Mi alzo, mi faccio il caffè, mi faccio
la barba, mi faccio la doccia, prendo la moto e vado al Poli, lavoro sul pc e
prendo un altro caffè, riprendo a lavorare con il pc, esco e riprendo la moto,
vado in palestra e sudo con l’ipod nelle orecchie, torno a casa e mi scaldo la
cena nel microonde, guardo un po’ di tv e me ne vado a letto… ah già aspetta
che imposto la sveglia! E’ impressionante considerare quanto la macchina
accompagni ogni momento della nostra giornata…
La macchina è un concetto in continua
evoluzione, non se ne può datare esattamente un inizio (la leva? La ruota? Il fuoco?)

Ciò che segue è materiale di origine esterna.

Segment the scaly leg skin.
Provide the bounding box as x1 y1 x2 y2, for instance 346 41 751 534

e non se ne posso tracciare in modo univoco i confini. La comparsa della
macchina come strumento di produzione permea già tutto l’Ottocento. Fino alle
soglie del Novecento, la divisione sociale è tra chi ha le macchine, intese
come macchinari atti a produrre ricchezza, e chi non le ha. In questo solco si
inserisce Ford che dice: “ti faccio lavorare il doppio, ma la macchina la puoi
comprare”, così la macchina diventa anche status symbol del self made man. Da
oggetto del desiderio la macchina assurge a vera e propria necessità nel corso
degli anni. Nella macchina digitale, tipica della società contemporanea, c’è un
aspetto in più: stavolta non è solo un oggetto del desiderio, ma dice “io sono
come te”; non è solo più uno strumento ma una compagna della vita di tutti i
giorni. E questo condiziona anche le relazioni sociali. Nel Duemila la macchina
si destrumentalizza, in parte giochi con lei e in parte Lei gioca con te.